Cartel del film Blessed

"Jesús le dijo: Yo soy el camino, y la verdad, y la vida; nadie viene al Padre, sino por mí." (Juan 14:6)

 

Hay mucha gente joven que vive sin esperanzas ni ilusiones. Su existencia es gris, fría, alejada de todo afecto. Como ancianos que esperan la muerte se pasan los días viviendo al límite. Para ellos no hay preocupaciones ni alegrías duraderas. Todo se pasa y se pierde fugazmente. Las familias luchan contra la apatía, el desarraigo, la violencia y la desesperación de estos jóvenes. Madres que dejan su sueldo en psicólogos, padres que no duermen pensando en el futuro vacío de sus hijos.

La ilusión por vivir se ha desvanecido detrás de un juego de consola, el alcohol, el sexo, o lo que es peor, las drogas. La superficialidad y la muerte del espíritu son el pasatiempo favorito. Nunca antes, quizás, existieron tantos jóvenes zombis que, cargados de pecados, desconocen el más mínimo sentido de culpa.

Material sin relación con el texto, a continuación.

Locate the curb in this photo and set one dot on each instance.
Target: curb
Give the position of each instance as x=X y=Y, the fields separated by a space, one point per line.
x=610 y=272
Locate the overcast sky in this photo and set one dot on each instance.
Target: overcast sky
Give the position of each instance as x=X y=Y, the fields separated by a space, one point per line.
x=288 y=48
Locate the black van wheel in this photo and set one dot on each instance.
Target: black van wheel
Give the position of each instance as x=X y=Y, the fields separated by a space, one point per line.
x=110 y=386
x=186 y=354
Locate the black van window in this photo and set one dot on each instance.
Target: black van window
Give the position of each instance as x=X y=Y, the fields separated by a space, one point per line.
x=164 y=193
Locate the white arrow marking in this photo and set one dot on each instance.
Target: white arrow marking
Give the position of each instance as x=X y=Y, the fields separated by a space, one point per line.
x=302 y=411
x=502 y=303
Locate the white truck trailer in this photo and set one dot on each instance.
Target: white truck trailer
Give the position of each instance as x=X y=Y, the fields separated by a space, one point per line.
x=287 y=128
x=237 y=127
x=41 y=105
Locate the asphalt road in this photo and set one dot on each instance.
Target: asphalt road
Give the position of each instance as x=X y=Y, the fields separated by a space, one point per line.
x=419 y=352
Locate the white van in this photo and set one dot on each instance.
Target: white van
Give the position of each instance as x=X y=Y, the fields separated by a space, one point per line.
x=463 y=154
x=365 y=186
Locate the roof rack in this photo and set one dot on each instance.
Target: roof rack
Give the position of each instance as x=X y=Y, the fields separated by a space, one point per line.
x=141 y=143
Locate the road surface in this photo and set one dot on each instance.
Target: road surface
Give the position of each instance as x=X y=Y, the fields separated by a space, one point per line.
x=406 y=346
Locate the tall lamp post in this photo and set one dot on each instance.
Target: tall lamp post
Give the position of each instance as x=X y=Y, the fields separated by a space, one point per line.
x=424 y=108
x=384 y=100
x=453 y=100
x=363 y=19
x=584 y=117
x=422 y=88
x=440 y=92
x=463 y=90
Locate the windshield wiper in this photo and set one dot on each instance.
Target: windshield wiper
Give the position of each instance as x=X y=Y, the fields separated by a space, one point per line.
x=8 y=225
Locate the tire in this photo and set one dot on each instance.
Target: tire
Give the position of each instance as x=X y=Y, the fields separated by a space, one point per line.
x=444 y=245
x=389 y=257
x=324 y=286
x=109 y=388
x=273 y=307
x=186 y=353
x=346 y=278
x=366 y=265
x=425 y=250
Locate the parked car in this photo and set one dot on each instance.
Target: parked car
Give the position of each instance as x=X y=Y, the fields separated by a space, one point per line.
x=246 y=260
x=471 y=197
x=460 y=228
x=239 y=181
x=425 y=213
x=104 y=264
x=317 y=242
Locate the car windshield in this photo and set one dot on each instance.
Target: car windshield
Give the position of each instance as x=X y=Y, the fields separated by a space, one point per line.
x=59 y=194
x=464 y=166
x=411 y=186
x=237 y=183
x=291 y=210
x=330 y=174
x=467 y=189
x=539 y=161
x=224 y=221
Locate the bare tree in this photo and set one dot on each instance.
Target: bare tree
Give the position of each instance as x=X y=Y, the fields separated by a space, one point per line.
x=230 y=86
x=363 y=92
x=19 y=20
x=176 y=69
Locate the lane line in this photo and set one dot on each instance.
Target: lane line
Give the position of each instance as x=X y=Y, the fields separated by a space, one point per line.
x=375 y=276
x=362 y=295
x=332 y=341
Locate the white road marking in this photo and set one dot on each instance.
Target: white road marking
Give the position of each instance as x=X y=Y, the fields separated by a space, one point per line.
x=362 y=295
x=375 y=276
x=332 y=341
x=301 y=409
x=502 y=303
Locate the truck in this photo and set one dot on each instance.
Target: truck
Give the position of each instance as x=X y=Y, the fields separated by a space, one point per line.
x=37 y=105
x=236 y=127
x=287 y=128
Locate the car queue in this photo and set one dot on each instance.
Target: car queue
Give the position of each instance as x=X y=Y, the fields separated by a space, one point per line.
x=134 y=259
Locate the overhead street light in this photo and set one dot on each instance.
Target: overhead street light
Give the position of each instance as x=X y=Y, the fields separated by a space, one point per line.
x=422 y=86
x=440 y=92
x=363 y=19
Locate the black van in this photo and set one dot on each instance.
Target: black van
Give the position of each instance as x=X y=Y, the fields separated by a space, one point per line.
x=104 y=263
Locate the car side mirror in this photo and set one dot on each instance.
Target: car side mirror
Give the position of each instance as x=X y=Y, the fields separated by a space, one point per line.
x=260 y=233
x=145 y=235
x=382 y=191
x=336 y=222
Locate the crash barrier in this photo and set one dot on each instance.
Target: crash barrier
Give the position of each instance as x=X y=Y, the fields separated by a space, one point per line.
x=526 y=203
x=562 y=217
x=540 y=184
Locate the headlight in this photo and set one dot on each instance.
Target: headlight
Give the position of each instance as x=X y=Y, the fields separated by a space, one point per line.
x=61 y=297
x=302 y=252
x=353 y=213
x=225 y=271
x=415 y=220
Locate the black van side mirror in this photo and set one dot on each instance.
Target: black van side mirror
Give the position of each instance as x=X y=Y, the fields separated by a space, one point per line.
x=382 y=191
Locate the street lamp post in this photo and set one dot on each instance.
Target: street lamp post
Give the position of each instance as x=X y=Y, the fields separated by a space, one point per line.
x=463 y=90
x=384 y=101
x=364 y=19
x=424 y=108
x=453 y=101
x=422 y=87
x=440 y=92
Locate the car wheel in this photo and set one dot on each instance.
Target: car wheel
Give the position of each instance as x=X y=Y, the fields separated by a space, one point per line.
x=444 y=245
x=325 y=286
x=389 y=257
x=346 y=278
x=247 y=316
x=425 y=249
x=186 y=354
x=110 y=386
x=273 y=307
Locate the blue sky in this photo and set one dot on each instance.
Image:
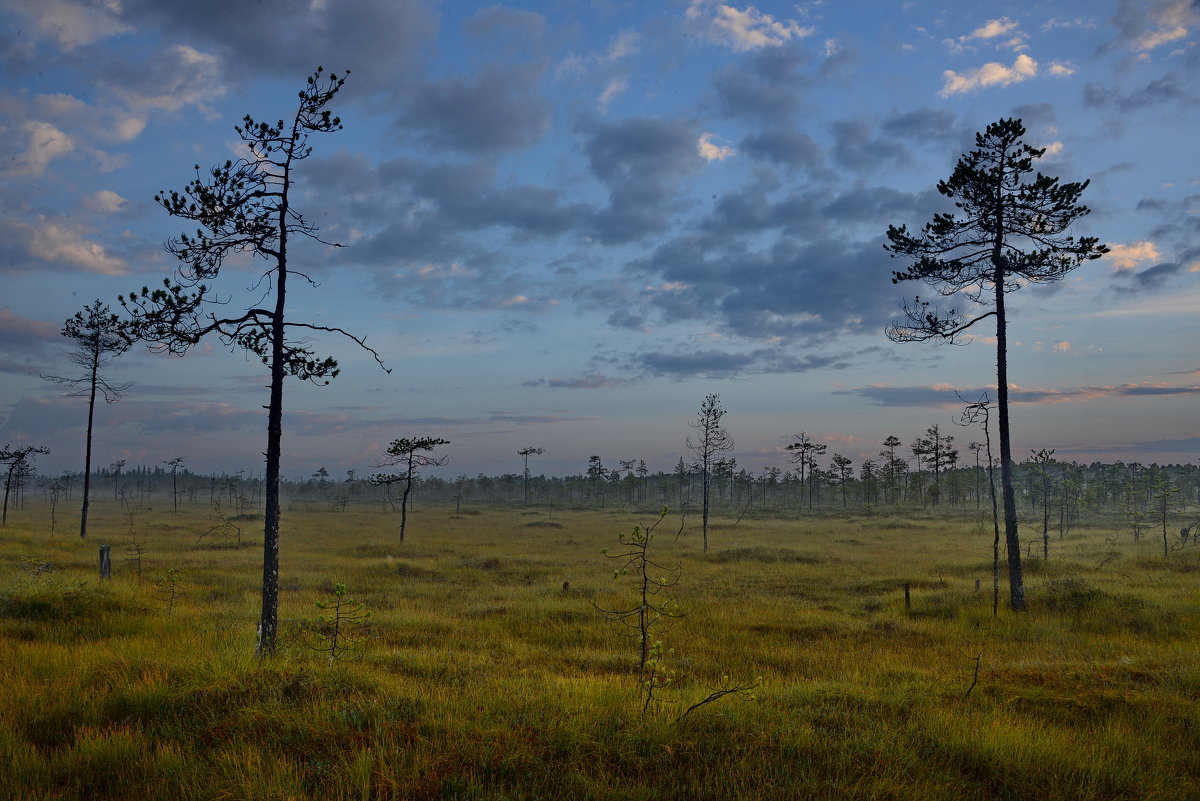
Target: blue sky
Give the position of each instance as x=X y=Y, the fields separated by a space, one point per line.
x=567 y=222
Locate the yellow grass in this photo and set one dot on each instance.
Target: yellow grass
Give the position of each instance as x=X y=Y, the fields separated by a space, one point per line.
x=481 y=675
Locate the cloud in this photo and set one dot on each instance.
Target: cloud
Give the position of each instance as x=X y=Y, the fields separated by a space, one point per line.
x=173 y=78
x=105 y=202
x=45 y=143
x=1127 y=257
x=60 y=244
x=989 y=74
x=25 y=343
x=586 y=381
x=857 y=146
x=72 y=24
x=642 y=161
x=1145 y=25
x=945 y=396
x=388 y=36
x=929 y=126
x=616 y=86
x=765 y=86
x=496 y=109
x=745 y=29
x=991 y=29
x=1156 y=92
x=720 y=363
x=709 y=151
x=785 y=146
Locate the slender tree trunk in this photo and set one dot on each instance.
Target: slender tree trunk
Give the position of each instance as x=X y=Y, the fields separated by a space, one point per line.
x=1015 y=577
x=7 y=486
x=87 y=458
x=403 y=499
x=268 y=624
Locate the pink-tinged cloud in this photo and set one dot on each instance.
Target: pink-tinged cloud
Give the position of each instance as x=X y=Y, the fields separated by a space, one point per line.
x=945 y=397
x=989 y=74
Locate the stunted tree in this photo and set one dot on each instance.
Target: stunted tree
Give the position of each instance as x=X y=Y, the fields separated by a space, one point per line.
x=525 y=453
x=707 y=446
x=1009 y=230
x=843 y=471
x=17 y=458
x=245 y=206
x=409 y=453
x=804 y=455
x=99 y=337
x=1044 y=463
x=174 y=464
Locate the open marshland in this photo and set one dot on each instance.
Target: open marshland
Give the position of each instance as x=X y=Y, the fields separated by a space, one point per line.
x=486 y=672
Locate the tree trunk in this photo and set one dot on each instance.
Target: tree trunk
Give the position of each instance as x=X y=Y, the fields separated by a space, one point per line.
x=1015 y=577
x=87 y=458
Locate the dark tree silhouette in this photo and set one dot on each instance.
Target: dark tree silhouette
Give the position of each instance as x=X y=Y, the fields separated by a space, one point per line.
x=100 y=336
x=245 y=206
x=526 y=452
x=711 y=441
x=407 y=452
x=1009 y=230
x=804 y=455
x=17 y=458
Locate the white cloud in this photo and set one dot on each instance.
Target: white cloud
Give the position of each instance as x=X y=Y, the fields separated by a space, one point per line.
x=1164 y=23
x=1128 y=257
x=187 y=77
x=71 y=23
x=993 y=29
x=45 y=144
x=747 y=29
x=709 y=151
x=59 y=244
x=627 y=43
x=616 y=86
x=989 y=74
x=1053 y=150
x=106 y=202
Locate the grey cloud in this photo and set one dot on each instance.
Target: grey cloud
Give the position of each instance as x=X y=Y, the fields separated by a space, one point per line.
x=586 y=381
x=857 y=146
x=378 y=40
x=1156 y=92
x=496 y=109
x=924 y=125
x=511 y=31
x=25 y=343
x=928 y=396
x=642 y=162
x=786 y=148
x=763 y=86
x=719 y=363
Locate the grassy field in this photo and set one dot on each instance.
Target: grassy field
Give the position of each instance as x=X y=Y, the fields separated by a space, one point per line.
x=485 y=670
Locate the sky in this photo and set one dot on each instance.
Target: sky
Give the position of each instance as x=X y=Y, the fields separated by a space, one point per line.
x=568 y=222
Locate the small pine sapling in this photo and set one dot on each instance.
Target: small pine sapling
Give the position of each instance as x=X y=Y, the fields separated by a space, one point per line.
x=168 y=589
x=653 y=608
x=339 y=631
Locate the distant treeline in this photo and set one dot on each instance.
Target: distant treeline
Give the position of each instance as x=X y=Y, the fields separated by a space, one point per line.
x=1062 y=491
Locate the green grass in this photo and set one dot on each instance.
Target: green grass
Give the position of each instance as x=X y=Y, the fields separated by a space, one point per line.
x=483 y=675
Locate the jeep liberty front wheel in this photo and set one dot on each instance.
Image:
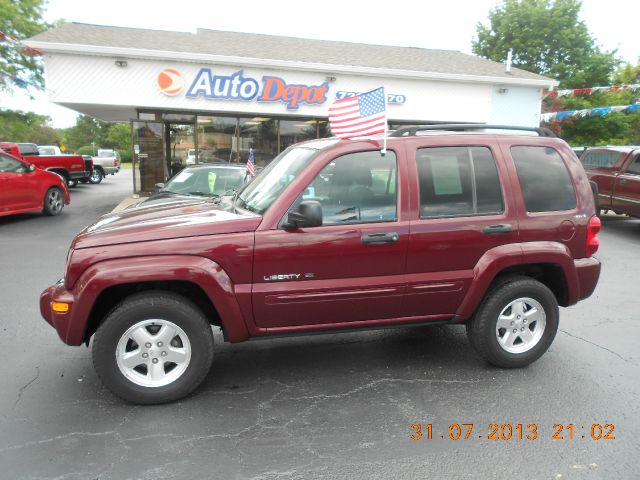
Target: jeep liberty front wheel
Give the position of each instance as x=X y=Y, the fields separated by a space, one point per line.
x=515 y=323
x=154 y=347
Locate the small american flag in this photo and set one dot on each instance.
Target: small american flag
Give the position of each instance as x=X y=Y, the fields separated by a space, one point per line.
x=360 y=116
x=251 y=165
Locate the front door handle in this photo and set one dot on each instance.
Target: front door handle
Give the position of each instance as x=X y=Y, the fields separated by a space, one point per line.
x=500 y=228
x=380 y=238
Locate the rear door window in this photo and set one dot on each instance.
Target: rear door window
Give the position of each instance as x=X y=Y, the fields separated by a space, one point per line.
x=356 y=188
x=544 y=179
x=600 y=159
x=634 y=168
x=458 y=181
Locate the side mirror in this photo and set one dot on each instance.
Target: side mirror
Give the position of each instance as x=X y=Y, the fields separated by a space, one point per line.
x=309 y=214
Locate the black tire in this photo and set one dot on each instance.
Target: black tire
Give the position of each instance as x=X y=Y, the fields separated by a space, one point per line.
x=53 y=202
x=96 y=176
x=483 y=331
x=164 y=307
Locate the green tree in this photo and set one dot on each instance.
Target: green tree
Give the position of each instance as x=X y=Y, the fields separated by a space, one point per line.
x=547 y=38
x=20 y=19
x=18 y=126
x=627 y=74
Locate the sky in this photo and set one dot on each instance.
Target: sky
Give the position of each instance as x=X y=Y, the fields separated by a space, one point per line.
x=447 y=25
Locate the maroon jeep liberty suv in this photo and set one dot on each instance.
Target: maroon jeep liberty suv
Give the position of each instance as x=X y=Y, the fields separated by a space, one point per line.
x=451 y=224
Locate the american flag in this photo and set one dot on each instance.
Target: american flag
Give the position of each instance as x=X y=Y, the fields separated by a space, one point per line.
x=251 y=165
x=360 y=116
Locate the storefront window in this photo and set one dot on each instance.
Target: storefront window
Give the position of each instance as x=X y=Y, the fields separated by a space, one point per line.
x=323 y=129
x=294 y=131
x=261 y=134
x=216 y=139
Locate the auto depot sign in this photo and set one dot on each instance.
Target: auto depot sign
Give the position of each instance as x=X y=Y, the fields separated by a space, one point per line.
x=237 y=86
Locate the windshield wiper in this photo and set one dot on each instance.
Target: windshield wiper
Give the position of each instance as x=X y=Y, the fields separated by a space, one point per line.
x=203 y=194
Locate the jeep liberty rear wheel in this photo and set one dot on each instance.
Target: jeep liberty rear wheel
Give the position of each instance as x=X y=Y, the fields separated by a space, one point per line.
x=154 y=347
x=515 y=323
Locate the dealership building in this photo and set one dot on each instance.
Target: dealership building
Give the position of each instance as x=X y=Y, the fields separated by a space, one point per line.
x=210 y=96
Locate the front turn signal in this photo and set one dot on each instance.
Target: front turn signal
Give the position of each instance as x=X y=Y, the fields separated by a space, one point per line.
x=60 y=307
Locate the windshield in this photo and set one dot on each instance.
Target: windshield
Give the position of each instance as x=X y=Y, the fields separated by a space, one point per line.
x=213 y=181
x=258 y=196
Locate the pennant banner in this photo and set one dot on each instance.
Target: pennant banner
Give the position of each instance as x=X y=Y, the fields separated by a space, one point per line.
x=25 y=49
x=583 y=92
x=364 y=115
x=588 y=112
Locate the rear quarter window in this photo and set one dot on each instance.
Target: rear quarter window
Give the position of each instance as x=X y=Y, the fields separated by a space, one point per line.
x=544 y=179
x=600 y=159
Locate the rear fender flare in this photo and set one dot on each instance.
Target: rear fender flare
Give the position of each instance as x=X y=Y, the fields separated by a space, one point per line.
x=498 y=259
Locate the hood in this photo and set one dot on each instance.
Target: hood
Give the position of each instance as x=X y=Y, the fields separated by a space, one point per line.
x=164 y=200
x=182 y=219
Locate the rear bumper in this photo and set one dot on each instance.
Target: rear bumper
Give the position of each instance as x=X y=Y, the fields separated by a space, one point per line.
x=79 y=175
x=60 y=321
x=588 y=272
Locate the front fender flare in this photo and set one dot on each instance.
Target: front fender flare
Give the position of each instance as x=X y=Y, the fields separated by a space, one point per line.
x=204 y=273
x=503 y=257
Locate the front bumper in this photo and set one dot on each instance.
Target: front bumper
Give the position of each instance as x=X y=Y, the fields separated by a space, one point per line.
x=79 y=175
x=62 y=322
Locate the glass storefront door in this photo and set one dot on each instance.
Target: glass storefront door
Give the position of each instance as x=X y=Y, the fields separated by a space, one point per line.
x=180 y=147
x=148 y=155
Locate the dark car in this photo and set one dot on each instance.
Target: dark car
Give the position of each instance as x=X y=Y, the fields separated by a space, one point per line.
x=616 y=172
x=198 y=183
x=447 y=226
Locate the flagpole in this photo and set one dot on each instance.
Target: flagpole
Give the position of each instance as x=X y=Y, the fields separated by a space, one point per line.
x=383 y=152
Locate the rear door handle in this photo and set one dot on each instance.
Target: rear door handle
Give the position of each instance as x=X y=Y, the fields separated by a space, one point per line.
x=380 y=238
x=500 y=228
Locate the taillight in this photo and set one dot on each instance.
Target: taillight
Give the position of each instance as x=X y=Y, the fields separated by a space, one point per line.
x=593 y=228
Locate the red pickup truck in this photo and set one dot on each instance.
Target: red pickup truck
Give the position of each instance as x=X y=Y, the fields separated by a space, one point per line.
x=616 y=171
x=454 y=226
x=70 y=167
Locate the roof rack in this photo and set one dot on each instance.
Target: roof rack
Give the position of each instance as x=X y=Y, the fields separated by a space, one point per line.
x=464 y=127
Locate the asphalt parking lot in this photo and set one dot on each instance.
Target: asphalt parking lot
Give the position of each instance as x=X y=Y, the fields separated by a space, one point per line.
x=324 y=406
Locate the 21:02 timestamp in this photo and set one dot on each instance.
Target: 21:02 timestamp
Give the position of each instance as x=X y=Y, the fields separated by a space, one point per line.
x=516 y=431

Sentimiento que asesinaron en su infancia en aras de un materialismo que se marchitó conforme pasaban los años.
Aquellos padres que criaron a sus hijos con libertad y les colmaron de caprichos desconocían que esta actitud generosa llevaba el germen de la apatía futura. Ahora en sus hijos ha fructificado el pecado con abundancia extrema.

Pero no todo está perdido para ellos. Primero han de descubrir en que se ha convertido su vida, ver como se han vuelto esclavos de Satán y el pecado. Cuando descubran su condición pecadora, condición general de toda la humanidad, han de llorar y sentir dolor. Nada más triste y desesperante que descubrir que creyéndose libres y sin ataduras sirven a Satanás. Entonces, y sólo entonces, podrán encontrarse con El Único capaz de sacarles de ese atolladero: Jesucristo. Él es la verdadera esperanza de esta juventud perdida y sin esperanzas. Aquel que dio su vida para liberar del pecado y la muerte a los que depositan en Él la confianza.

Hoy hay esperanza para ti, Cristo ha irrumpido en tu vida y va a cambiar tu corazón. Siente la alegría de quien es libre en el señor.